From 2006 to 2012, she played Katharine Hepburn in various productions of Matthew Lombardo’s solo play, “Tea At Five” (which had its world premiere at Hartford Stage with Kate Mulgrew). She played Hannah Jelkes to her father’s Nonno in “Night of the Iguana,” starred in “Follies,” “A Little Night Music” (twice), “Hamlet” “The Lion in Winter” and, last year, in “Sex and Education.”

She has had guest roles on TV in series such as “Judging Amy,” “Crossing Jordan,” “Touched By an Angel,” “Nash Bridges” and “Family Law.”

Also in the cast of “Living on Love” is Steve Vinovich (whose Connecticut gigs go back to the ’70s in “Twelfth Night” at the American Shakespeare Theatre in Stratford), Ivoryton Playhouse regular Bruce Connelly, Michael Irvin Pollard, Alex Glossman and Ali Breneman.

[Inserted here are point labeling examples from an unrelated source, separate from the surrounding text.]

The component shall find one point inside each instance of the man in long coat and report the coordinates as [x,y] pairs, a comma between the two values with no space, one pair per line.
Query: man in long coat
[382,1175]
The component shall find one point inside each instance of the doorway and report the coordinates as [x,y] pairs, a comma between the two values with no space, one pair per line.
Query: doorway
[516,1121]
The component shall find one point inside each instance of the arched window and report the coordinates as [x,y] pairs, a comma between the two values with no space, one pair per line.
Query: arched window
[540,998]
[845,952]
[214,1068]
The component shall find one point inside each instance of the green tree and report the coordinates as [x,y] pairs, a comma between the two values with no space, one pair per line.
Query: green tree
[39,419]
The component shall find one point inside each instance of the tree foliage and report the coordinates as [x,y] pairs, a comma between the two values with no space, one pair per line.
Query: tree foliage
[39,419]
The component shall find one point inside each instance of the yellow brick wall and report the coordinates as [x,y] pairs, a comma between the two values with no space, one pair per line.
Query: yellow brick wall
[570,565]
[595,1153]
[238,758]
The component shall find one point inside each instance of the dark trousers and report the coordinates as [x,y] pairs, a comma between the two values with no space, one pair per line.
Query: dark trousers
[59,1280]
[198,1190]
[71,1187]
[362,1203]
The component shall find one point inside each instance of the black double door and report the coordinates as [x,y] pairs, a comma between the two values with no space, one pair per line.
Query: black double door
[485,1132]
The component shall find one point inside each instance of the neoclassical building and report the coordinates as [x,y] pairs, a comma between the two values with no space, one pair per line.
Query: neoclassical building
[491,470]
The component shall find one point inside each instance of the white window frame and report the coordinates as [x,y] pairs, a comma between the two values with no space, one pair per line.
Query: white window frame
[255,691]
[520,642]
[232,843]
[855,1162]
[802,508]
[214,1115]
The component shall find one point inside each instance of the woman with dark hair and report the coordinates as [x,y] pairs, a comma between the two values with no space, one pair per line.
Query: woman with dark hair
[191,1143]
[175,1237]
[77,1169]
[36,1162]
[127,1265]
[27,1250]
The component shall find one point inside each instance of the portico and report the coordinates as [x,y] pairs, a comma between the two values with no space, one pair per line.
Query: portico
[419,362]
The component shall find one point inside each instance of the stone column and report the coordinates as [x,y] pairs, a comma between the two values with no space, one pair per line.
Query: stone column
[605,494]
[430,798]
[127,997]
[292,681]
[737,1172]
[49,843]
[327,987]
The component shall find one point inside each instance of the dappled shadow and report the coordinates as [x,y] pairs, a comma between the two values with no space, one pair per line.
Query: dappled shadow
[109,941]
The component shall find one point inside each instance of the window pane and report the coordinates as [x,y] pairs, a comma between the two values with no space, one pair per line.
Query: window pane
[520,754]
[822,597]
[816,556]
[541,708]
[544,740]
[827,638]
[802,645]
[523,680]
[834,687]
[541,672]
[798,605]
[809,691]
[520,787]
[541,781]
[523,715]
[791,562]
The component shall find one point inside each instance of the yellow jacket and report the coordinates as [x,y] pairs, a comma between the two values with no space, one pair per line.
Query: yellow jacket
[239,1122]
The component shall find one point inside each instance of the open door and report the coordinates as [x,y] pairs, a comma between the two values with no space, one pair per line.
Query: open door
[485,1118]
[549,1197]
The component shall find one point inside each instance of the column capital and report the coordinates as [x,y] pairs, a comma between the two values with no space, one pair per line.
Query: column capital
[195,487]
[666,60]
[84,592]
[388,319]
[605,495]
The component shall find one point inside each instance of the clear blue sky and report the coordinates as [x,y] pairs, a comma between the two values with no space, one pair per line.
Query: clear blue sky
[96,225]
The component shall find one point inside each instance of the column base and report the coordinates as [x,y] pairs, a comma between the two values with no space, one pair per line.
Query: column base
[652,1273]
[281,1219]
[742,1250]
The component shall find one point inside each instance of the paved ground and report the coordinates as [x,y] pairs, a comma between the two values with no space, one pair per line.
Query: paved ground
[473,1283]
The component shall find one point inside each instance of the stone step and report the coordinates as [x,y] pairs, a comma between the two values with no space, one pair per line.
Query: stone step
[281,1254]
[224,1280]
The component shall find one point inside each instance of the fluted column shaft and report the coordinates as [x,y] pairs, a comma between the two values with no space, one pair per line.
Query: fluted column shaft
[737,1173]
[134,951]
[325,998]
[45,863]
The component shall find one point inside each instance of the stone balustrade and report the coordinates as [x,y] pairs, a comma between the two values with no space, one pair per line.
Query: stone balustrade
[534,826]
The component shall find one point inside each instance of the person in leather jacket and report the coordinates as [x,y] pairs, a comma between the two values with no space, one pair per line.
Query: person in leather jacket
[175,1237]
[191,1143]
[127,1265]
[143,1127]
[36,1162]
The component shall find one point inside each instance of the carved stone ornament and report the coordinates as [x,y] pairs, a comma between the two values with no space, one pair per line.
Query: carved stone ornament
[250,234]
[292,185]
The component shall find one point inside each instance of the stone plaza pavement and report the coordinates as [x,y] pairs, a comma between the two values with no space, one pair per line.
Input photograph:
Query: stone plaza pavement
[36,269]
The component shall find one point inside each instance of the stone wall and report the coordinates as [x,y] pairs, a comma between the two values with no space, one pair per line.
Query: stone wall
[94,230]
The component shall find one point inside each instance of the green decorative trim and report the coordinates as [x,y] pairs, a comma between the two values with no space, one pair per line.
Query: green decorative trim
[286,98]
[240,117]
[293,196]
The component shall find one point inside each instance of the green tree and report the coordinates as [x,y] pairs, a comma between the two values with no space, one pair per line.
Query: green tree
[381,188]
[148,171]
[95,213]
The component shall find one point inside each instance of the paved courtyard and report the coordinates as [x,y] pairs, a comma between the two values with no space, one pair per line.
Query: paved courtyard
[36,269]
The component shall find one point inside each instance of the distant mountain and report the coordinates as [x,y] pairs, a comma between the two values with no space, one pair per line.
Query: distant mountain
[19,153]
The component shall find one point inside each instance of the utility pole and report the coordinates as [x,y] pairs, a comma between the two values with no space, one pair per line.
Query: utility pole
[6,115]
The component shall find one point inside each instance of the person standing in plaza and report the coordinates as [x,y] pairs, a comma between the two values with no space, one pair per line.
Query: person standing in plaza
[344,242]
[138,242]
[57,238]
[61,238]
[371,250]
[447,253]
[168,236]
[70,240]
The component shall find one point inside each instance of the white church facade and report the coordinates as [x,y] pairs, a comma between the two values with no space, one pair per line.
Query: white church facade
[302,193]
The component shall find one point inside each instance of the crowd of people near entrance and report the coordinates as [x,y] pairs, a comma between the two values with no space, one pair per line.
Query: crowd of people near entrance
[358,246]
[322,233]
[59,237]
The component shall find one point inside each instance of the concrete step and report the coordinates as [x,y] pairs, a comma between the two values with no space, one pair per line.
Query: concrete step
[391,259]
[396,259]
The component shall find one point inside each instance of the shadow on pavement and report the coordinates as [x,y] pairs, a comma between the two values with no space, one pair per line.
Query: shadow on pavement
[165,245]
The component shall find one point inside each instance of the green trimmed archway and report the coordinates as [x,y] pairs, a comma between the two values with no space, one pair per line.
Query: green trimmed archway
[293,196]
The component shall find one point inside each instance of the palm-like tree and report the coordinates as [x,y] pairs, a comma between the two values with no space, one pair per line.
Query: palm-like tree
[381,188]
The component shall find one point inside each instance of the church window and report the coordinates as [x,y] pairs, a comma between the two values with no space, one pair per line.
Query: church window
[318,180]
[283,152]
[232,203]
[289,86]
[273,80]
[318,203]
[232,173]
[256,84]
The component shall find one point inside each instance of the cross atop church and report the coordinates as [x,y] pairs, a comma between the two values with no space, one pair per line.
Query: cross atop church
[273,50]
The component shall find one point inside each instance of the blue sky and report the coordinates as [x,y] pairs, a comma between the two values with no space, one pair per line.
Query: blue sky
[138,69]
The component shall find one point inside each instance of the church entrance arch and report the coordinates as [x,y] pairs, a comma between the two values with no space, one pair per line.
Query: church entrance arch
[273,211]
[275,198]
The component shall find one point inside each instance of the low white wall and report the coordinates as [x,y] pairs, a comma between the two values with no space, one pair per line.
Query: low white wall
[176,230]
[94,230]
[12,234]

The comedy is by Tony Award-winner Joe DiPietro based on the ’50s play “Peccadillo” by Garson Kanin. The revised comedy had its premiere last year at the Williamstown Theatre Festival in the Massachusetts Berkshires with opera star Renee Fleming and Douglas Sills.

The show transferred to Broadway last season, but after soft reviews and lackluster box office it closed after a short run.

LIVING ON LOVE plays at Seven Angels Theatre, 1 Plank Road at Hamilton Park Pavilion in Waterbury, from Thursday, Nov. 12 to Dec. 6. Performances are Thursdays and Fridays at 8 p.m.; Saturdays at 2 and 8 p.m. and Sundays at 2 p.m. There is a 2 p.m. matinee on Nov. 19, and there will be a 2 and 8 p.m. performance on Nov. 24 instead of the Nov. 26 Thanksgiving shows. Tickets are $33 to $55. Information: 203-757-4676 and sevenangelstheatre.org.